На лице Риты невольно отразилось легкое замешательство.
— Так, ничего особенного… Просто всякую чепуху, как и большинство клиентов… Он был пьян, вы же понимаете. И вообще, я ничего не поняла. Мне нет до этого никакого дела…
Рита осеклась, чувствуя, что эти двое ей не верят. Возникла напряженная пауза. Затем, повинуясь едва заметному жесту незнакомца, Сергей Эдуардович продолжил допрос:
— Хорошо, вернемся к твоему вчерашнему клиенту… Значит, ты не была с ним знакома? И вообще не знала, кто он такой и чем занимается?
— Конечно, не знала! Пока он сам не представился. Сказал, что частный детектив…
Незнакомый мужчина язвительно усмехнулся.
— А что? — недоуменно спросила Рита. — Что все это значит?
— Это значит, что мы тебя спрашиваем, а ты нам отвечаешь! — отрезал старший менеджер. — Что еще он тебе говорил? О чем расспрашивал?
— Как все клиенты: кто я? чем занимаюсь? по чему одна?.. А я отвечала ему строго по легенде.
— Он предлагал тебе встретиться снова?
— Да… То есть, нет! Я же сказала, он вел себя, как все клиенты. Ему нужна была женщина, и он приглашал меня к себе…
— И больше ничего?
— Ничего.
— Он не спрашивал тебя о нашем заведении? О людях, которые здесь бывают? О персонале? Или о том застрелившемся клиенте?
— Это его совершенно не интересовало.
— А что он еще говорил о себе?
— Не так уж много… О своей работе он говорить отказался. Сказал лишь, что несчастлив с женой и вообще, что он конченый человек…
Незнакомый мужчина вновь язвительно усмехнулся.
— Он за кем-нибудь наблюдал? В ресторане или в казино?
— Не знаю. Я этого не заметила. А в казино он был увлечен игрой. Кажется, ему это даже понравилось…
— Кто был тот мужчина, с которым он сюда пришел?
— Я вообще не видела никакого мужчины… Когда Павел сказал мне, что есть клиент, тот уже сидел за столиком один.
— Судя по количеству заказанного им спиртного он еще до полуночи должен был свалиться под стол! А между тем провел здесь всю ночь. Тебя это не удивляет?
— Нет. Он провел эту ночь со мной и не хотел, чтобы мы расставались… А что касается спиртного, то, по-моему, он просто крепкий, настоящий мужчина…

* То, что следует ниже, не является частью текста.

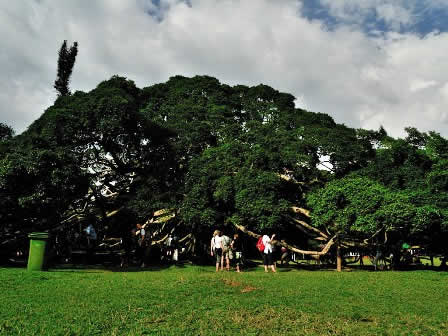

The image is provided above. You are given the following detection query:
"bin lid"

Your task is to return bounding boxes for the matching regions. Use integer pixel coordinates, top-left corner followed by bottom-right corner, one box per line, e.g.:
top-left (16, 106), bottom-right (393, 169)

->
top-left (28, 232), bottom-right (49, 239)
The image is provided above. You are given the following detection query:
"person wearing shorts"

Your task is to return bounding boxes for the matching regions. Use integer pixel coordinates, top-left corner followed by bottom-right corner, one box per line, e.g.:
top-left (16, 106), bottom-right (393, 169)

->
top-left (231, 233), bottom-right (243, 272)
top-left (221, 235), bottom-right (232, 271)
top-left (210, 230), bottom-right (224, 272)
top-left (262, 234), bottom-right (277, 273)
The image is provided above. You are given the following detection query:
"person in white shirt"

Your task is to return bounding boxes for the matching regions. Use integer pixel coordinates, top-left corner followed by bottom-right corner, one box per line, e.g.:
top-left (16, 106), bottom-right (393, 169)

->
top-left (262, 234), bottom-right (276, 273)
top-left (210, 230), bottom-right (224, 272)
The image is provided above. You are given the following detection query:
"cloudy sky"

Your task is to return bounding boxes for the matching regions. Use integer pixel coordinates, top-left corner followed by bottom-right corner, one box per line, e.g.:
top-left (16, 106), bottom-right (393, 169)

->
top-left (0, 0), bottom-right (448, 137)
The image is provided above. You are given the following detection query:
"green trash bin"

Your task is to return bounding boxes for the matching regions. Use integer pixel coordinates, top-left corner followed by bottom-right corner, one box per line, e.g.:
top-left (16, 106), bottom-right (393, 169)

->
top-left (28, 232), bottom-right (49, 271)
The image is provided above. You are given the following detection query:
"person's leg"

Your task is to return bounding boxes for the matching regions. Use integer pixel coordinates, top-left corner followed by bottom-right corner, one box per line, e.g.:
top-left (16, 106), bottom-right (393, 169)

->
top-left (267, 253), bottom-right (277, 273)
top-left (263, 253), bottom-right (268, 272)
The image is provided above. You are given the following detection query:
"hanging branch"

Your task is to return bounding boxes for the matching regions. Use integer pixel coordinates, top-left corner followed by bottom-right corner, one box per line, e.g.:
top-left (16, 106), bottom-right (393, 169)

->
top-left (233, 223), bottom-right (336, 255)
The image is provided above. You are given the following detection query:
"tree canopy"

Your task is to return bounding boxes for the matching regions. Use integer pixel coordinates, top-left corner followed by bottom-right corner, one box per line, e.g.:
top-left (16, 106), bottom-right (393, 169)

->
top-left (0, 76), bottom-right (448, 264)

— Это все, что ты можешь нам рассказать? Это все правда?!
— Да… Но вы мне так и не ответили, что все это значит?
— Ладно, — утратив прежний напор, устало вздохнул Сергей Эдуардович и бросил вопросительный взгляд на незнакомца. Но тот молча отвернулся к окну. — Можешь идти…
— Я бы хотела получить расчет. Немедленно, — решительно добавила Рита.

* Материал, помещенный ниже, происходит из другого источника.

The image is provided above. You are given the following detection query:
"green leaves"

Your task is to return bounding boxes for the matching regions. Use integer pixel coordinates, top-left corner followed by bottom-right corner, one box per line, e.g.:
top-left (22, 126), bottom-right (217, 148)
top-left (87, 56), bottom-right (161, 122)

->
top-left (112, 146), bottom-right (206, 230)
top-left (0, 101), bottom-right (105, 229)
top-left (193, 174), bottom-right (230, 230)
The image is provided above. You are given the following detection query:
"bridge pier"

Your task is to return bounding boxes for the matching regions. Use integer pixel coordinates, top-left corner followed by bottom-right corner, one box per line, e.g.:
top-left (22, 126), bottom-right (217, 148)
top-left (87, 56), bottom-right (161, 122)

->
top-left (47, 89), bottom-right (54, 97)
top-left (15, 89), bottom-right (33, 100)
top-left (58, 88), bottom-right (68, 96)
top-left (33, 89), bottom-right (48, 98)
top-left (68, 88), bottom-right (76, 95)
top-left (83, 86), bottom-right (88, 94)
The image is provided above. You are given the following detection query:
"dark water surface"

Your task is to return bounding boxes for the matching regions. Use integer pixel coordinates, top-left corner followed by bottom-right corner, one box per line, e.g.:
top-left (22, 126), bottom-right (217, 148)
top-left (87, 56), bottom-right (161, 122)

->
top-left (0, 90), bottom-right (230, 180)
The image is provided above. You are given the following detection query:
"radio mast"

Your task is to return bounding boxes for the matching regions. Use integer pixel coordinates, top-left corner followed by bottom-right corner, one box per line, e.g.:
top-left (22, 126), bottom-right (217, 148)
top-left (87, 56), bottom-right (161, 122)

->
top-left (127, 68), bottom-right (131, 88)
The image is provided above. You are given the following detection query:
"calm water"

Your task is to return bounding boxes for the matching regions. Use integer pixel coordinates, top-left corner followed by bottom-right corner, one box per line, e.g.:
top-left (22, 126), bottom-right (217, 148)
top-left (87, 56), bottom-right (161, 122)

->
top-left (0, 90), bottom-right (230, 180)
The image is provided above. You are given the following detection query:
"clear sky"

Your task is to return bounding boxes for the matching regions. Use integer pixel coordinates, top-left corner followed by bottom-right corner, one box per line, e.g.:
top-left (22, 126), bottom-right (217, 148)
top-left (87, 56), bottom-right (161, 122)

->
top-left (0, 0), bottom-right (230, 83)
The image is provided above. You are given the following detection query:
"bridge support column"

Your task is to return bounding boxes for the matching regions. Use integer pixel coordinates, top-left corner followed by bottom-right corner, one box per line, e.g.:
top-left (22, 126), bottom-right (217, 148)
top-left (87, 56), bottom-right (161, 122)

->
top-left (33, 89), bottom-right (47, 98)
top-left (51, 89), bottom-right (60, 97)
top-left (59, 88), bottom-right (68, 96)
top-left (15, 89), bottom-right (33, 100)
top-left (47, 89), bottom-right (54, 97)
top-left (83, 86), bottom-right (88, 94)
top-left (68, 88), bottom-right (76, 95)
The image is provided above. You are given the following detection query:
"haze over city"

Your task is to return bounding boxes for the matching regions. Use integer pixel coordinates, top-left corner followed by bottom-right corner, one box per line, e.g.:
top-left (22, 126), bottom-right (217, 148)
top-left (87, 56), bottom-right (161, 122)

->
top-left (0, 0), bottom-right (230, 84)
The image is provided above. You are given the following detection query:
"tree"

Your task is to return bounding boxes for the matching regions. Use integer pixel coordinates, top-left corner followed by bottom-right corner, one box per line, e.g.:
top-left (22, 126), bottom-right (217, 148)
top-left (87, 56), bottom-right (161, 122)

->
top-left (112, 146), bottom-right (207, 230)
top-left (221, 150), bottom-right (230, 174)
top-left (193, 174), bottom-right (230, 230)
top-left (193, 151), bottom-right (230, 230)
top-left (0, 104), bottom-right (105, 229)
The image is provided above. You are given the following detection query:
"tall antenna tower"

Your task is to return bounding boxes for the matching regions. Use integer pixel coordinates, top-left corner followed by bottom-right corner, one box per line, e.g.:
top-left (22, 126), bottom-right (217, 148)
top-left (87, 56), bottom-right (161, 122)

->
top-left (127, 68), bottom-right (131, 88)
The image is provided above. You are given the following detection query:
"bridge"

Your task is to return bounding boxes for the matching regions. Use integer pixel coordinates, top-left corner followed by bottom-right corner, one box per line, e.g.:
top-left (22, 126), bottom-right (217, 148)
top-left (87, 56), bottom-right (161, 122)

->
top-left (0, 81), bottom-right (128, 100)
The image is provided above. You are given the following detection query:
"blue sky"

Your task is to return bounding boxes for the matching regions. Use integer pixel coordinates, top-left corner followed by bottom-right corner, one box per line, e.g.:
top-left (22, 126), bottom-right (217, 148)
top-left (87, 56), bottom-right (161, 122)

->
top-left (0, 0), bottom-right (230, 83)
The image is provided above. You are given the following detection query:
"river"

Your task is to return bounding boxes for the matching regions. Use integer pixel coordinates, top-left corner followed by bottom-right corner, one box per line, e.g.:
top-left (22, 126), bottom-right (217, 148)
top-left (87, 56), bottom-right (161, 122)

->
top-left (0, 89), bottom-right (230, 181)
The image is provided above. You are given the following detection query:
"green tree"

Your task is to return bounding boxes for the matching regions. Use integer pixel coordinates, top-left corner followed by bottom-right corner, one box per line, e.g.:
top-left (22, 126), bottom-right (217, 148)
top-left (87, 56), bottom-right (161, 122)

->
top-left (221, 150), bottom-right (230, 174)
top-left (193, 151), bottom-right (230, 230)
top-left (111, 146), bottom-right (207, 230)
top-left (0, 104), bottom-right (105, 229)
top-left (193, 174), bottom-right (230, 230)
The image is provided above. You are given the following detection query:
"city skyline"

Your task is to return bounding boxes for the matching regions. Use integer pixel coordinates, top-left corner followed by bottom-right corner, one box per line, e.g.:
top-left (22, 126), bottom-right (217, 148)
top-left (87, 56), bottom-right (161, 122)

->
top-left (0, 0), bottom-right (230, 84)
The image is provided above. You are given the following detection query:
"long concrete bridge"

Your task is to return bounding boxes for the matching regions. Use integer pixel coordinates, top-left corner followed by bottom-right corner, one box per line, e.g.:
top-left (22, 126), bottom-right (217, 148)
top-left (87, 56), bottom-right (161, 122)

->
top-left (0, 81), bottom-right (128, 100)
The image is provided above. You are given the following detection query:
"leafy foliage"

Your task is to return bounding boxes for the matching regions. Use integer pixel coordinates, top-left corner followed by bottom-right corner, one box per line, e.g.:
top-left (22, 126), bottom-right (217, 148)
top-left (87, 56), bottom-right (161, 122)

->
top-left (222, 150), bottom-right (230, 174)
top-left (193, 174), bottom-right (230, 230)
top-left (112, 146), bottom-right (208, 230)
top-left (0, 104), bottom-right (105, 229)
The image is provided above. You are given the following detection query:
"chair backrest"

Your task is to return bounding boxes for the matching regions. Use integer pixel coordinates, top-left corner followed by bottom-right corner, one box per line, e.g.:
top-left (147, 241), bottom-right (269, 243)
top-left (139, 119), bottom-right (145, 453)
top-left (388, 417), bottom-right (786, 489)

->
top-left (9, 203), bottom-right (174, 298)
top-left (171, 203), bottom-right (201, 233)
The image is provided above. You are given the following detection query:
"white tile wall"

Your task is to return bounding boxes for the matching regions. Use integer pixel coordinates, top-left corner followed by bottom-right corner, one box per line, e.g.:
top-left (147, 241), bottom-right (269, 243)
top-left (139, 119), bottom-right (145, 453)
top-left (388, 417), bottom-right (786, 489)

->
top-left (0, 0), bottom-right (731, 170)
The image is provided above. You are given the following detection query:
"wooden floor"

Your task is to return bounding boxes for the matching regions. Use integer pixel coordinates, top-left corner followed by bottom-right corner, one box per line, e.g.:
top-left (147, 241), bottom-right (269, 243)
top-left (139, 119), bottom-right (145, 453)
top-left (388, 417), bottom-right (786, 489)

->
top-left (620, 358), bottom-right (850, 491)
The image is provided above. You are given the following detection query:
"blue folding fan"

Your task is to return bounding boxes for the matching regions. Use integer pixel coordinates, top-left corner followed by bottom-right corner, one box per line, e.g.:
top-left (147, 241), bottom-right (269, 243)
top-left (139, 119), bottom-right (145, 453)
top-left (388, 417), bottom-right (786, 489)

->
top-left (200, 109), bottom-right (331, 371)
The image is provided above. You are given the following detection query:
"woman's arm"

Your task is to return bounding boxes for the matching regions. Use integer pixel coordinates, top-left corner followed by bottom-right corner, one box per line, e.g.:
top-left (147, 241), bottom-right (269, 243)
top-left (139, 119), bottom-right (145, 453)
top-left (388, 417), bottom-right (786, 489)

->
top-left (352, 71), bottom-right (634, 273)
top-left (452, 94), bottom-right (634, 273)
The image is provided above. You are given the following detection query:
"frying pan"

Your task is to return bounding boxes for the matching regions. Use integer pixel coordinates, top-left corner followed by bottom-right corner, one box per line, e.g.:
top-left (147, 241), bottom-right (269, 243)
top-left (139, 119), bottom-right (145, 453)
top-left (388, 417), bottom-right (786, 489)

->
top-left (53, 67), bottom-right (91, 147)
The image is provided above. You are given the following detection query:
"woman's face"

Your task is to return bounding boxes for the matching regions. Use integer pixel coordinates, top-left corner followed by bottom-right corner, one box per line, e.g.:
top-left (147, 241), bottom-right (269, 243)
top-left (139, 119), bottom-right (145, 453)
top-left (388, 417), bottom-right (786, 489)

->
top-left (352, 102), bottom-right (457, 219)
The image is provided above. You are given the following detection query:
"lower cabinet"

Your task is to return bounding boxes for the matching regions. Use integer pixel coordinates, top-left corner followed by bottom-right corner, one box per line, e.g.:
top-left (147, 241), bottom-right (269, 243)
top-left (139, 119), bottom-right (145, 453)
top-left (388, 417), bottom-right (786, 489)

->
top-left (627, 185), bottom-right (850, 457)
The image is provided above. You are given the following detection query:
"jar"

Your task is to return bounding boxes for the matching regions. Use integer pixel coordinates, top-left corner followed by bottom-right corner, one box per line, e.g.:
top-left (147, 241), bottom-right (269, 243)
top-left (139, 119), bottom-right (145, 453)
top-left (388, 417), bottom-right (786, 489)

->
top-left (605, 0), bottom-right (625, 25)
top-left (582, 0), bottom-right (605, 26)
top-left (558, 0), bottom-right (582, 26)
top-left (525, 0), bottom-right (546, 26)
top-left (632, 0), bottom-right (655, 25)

— Получишь. Все ты получишь… Кстати, а почему такая спешка?
— Я уже объясняла.
— Хорошо. Напишешь заявление. Я подпишу. Потом отнесешь в бухгалтерию. И отправляйся на все четыре стороны…
Прежде чем Рита вышла из кабинета, она успела заметить, как стоявший у окна мужчина извлек из кармана сотовый телефон и принялся срочно куда-то звонить. Неизвестно почему, но это ее насторожило. Девушка интуитивно поняла, что разговор пойдет именно о ней. Что бы все это могло значить?

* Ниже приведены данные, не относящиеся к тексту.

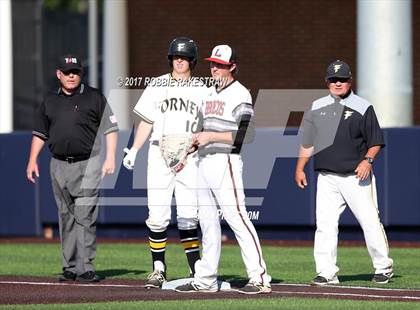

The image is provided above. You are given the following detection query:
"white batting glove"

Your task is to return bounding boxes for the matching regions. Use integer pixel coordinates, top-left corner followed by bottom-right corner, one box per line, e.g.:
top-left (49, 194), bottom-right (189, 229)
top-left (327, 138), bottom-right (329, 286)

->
top-left (123, 147), bottom-right (138, 170)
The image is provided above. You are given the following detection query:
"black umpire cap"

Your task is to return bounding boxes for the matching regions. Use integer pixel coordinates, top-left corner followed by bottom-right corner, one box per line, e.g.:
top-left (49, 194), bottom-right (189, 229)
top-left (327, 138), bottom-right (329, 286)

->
top-left (325, 60), bottom-right (351, 80)
top-left (57, 54), bottom-right (83, 72)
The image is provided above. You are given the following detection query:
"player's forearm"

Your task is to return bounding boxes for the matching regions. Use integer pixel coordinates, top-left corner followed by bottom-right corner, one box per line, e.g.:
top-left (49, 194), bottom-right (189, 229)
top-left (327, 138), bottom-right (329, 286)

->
top-left (366, 145), bottom-right (381, 158)
top-left (209, 131), bottom-right (233, 144)
top-left (132, 121), bottom-right (153, 150)
top-left (296, 146), bottom-right (314, 171)
top-left (105, 131), bottom-right (118, 160)
top-left (29, 136), bottom-right (45, 162)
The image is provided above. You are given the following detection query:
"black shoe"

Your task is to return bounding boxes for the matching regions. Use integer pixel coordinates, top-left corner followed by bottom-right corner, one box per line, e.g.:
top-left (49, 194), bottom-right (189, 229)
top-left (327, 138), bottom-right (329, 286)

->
top-left (76, 271), bottom-right (101, 283)
top-left (58, 270), bottom-right (77, 282)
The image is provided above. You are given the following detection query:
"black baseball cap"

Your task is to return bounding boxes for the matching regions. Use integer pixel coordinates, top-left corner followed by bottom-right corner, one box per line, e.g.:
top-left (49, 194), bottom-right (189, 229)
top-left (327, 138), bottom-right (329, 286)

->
top-left (57, 54), bottom-right (83, 72)
top-left (325, 60), bottom-right (351, 80)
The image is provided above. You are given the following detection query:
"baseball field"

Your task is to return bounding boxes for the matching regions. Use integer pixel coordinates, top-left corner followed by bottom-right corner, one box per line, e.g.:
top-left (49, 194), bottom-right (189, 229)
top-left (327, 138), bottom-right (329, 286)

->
top-left (0, 240), bottom-right (420, 309)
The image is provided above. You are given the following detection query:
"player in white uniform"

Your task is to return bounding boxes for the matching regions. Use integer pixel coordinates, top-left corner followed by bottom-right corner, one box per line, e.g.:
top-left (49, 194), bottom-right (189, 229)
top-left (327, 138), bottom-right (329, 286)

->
top-left (176, 45), bottom-right (271, 294)
top-left (123, 37), bottom-right (207, 287)
top-left (295, 60), bottom-right (393, 285)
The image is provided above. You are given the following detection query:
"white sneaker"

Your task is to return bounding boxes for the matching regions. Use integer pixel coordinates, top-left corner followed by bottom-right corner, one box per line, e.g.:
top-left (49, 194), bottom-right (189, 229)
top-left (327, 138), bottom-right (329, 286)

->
top-left (311, 275), bottom-right (340, 286)
top-left (145, 270), bottom-right (166, 288)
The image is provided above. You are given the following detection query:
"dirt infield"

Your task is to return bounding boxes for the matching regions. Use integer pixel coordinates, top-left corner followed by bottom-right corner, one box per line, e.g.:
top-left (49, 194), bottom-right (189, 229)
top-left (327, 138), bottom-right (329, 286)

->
top-left (0, 276), bottom-right (420, 304)
top-left (0, 237), bottom-right (420, 248)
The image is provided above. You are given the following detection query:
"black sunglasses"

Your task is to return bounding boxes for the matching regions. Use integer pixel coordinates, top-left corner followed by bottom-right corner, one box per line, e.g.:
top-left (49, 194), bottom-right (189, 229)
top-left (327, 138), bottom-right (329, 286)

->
top-left (61, 69), bottom-right (81, 76)
top-left (328, 78), bottom-right (350, 84)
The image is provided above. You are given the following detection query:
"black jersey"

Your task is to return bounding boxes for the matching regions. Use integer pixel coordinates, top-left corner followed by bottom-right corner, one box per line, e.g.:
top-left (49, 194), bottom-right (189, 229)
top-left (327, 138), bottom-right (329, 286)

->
top-left (302, 92), bottom-right (385, 173)
top-left (32, 84), bottom-right (118, 156)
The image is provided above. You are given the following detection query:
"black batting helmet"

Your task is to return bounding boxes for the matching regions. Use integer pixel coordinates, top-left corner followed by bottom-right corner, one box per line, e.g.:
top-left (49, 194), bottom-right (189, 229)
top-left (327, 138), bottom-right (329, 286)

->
top-left (168, 37), bottom-right (198, 70)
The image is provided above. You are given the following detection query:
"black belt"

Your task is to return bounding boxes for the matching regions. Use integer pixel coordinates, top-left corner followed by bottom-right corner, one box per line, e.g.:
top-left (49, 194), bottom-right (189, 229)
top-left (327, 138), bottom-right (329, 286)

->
top-left (53, 154), bottom-right (90, 164)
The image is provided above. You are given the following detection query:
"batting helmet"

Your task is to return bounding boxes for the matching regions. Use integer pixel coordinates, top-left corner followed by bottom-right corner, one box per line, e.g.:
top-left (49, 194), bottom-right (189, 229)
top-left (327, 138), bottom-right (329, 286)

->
top-left (168, 37), bottom-right (198, 70)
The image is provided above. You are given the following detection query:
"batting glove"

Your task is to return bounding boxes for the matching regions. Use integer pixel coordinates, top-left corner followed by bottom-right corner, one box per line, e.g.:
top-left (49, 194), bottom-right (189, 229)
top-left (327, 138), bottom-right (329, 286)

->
top-left (123, 147), bottom-right (138, 170)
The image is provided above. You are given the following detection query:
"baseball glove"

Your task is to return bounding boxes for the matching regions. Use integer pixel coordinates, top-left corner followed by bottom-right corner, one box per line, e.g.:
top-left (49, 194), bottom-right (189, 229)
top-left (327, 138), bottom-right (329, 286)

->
top-left (159, 134), bottom-right (197, 173)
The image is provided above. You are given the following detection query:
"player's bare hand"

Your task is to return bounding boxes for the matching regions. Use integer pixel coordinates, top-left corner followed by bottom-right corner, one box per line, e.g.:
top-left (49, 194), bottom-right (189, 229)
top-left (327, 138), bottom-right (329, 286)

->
top-left (194, 132), bottom-right (212, 146)
top-left (26, 161), bottom-right (39, 183)
top-left (123, 147), bottom-right (138, 170)
top-left (295, 170), bottom-right (308, 189)
top-left (354, 160), bottom-right (372, 181)
top-left (102, 158), bottom-right (115, 177)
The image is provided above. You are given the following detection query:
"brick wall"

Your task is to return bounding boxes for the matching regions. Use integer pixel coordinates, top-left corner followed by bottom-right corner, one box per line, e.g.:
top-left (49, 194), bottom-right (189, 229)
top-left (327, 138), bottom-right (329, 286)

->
top-left (128, 0), bottom-right (420, 126)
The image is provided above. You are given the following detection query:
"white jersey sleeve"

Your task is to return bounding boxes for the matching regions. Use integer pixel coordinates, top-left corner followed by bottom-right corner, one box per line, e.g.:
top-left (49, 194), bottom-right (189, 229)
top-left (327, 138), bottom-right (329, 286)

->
top-left (133, 86), bottom-right (159, 124)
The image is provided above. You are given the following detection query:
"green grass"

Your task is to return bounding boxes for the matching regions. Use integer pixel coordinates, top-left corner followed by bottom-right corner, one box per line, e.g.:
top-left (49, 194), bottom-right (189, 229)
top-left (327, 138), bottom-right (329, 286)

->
top-left (0, 298), bottom-right (419, 310)
top-left (0, 243), bottom-right (420, 310)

Кулик жил на Профсоюзной, в обыкновенной невзрачной пятиэтажке, каких во множестве было понастроено по всей России. По координатам, которые дали ему в адресном столе, Турецкий нашел ее практически без труда. Теперь не плохо бы разыскать самого адресата. Но это могло оказаться значительно сложнее.
Отыскав нужный подъезд, Александр Борисович поднялся на третий этаж и принялся звонить в указанную квартиру. Ответом была мертвая тишина. Впрочем, Турецкий не особенно рассчитывал на иной оборот событий. Зато, тихонько зазвенев цепочкой, слегка приоткрылась соседняя дверь, откуда выглянуло настороженное око бдительной соседки.
— Вам кого, мужчина? — смерив незнакомца подозрительным взглядом, спросила крошечная старушка.
— Кулик Аркадий Викторович здесь проживает? — осведомился «важняк».
— Здесь. Только нету их никого. На даче они. Уехамши. А вы, мужчина, сами откудова?
— Из домоуправления, — уклончиво ответил Турецкий.
Старушка несколько осмелела и приоткрыла дверь пошире.
— И где у них дача?
— Далече. Аж во Владимирской области.
— Адреса случайно не знаете?
— Не знаю.
— Скажите, пожалуйста, в последние дни вы случайно вашего соседа не видели?
— Как же, приезжал он третьего дня. Ночевал тут. А после, должно быть, обратно укатил.
— Значит, прошлой ночью Аркадий Викторович дома не ночевал?
— Не слыхала. Я всегда слышу, когда у них дверь хлопает.
— Спасибо, гражданка, — заметно помрачнев, кивнул Турецкий и зашагал вниз по лестнице.
— Вы там скажите в домоуправлении, пущай нам горячую воду пустят! — проскрипела ему вслед старушка. — Ведь третий месяц без горячей воды сидим…
Выйдя на улицу, Александр Борисович машинально закурил и остановился у подъезда, собираясь с мыслями. Похоже, худшие его подозрения начинали оправдываться. Кулик не был провокатором. Скорее всего, он давно обдумал свой рискованный шаг и позавчера специально приехал в Москву для встречи с Турецким. И не его вина, что встреча не состоялась. Передумать он тоже не мог. В этом прокурор был совершенно уверен. Вывод напрашивался сам собой: за Куликом следили. И в последний момент успели принять «необходимые меры». Оставалось разве что искать его труп. Очередное звено в цепи этих загадочных преступлений. И случайностей. Которые отнюдь не всегда приводят к желаемому результату.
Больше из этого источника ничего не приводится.